On sacrificing animals

I feel like a fraud writing that last entry without mentioning that I have done my share of killing animals in the field. Twenty-two red-winged blackbirds have lost their lives because of me. Four turned into indispensable stuffed mounts; others gave me essential practice for the dissection skills I prize; one provided the samples that form the backbone of my dissertation. I am ashamed to admit that the rest died in vain because their tissues were later ruined in transport.

Every time was awful. Every moment where I felt the life leave their bodies was a violation of the unspoken trust that they would return to the marsh unharmed. All my thoughts on balance and perspective rang hollow—how could I believe in them when I was performing the very opposite of balance? The situation resembled a human interaction hijacked by the presence of a gun. There was only one outcome, and it was under my absolute control. It was the feeling of playing God with a randomly picked creature, and I hated it, and all I could ever say was thank you and I’m sorry, miserable words that tumbled out over and over as bodies and parts were carefully bagged.

There was always the desperate logic that it was in the service of my research; that the benefits of discovery would far outweigh the loss of life; that redwings are so plentiful they fall out of the Arkansas sky. There were the colleagues who sacrificed with businesslike efficiency and kept an amazing focus on their science. And this summer, there was the simple reality that the yellow-shoulders’ future was jeopardized by a species that was never supposed to be there. I caught a shiny cowbird fledgling that jumped out of a blackbird nest one day and knew it had to go.
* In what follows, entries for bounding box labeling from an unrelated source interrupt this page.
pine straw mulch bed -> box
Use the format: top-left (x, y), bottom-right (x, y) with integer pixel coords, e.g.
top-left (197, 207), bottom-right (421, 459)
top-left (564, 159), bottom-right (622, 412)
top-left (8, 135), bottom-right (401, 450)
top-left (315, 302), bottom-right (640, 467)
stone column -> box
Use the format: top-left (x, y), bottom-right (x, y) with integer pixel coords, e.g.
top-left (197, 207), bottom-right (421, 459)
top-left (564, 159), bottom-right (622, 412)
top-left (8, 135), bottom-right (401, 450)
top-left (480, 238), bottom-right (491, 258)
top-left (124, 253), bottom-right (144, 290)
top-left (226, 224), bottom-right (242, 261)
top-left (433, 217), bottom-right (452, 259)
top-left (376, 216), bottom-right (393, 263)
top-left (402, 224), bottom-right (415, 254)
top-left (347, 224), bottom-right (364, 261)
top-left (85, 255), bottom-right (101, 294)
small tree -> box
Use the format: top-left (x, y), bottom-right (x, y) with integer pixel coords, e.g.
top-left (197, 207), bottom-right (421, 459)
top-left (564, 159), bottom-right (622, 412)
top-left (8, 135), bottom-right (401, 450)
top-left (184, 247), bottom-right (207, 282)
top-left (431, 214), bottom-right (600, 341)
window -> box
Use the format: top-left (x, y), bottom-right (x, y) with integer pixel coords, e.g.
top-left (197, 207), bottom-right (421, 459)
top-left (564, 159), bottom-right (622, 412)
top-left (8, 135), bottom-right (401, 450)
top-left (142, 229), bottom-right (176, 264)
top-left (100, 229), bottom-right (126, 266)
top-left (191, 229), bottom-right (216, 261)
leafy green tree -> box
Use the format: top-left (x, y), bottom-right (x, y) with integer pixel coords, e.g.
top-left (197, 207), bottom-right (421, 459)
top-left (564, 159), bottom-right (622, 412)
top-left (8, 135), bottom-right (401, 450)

There were quicker ways to dispatch of it in the field, but the anesthesia was at home. In the car, the windows were down, and every time birds sang outside, the cowbird struck up its begging call: loud, irresistible, honed to elicit parental responses from birds that should have had no interest in its survival. When we got to my room, it stared up at me and begged from the bird bag. It had no idea that three federal agencies were after it. It had spent eleven days on the planet.

I stuck to the rationalizing. The job was done. But when there is only you holding a blinking bird in one hand and euthanizing tools in the other, enlightened thought is the last thing on your mind. Instead, burned into my fingers is the feeling of its silky brown feathers.

I went back to the mangrove, took it out of the bird bag, laid it in the grass, and finished my fieldwork as the sun set. By mid-morning it was gone.

There. It took me three years to say any of this. And even though the invasive sampling is behind me now, I am so sorry.